Dog Days of Summer

Today, 14 July, is the hottest day of the year. Or rather, it should be, according to the lunar calendar. Current weather conditions: rainy, windy, 25 degrees.

Today is called Chobok, first hottest day. It's the first of three "hottest days of the year" during a period known as Sambok. The three collective "hottest days" (Chobok, Jungbok, middle hottest day, and Malbok, final hottest day) are called boknal, which translates to "dog days." The non-Korean world also has the expression "Dog Days of Summer" to describe the hottest days of the year; a reference to the dog star, Sirius, or maybe just the fact that both dogs and people get lazy when it's ridiculously hot outside.
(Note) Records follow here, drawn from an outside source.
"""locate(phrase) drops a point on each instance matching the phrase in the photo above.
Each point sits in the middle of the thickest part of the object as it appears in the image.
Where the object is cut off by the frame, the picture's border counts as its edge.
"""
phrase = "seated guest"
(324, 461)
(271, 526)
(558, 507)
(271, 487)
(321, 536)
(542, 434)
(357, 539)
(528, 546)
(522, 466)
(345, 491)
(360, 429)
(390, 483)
But Koreans take the expression to a whole new level: traditionally, people eat dog soup, called boshintang. Today, though, most people eat a special soup, samgyetang, which is a full chicken stuffed with rice and ginger, boiled in a mild broth. It's a hot soup---a seemingly odd choice for such a hot day. But Koreans like to eat hot food on hot days because sweat cools the skin, while the heat warms the inside. Today may not have been a hot day, but the rain and wind didn't stop people from waiting outside samgyetang restaurants under their umbrellas, just so they could get a taste. Rain or shine, tradition is tradition.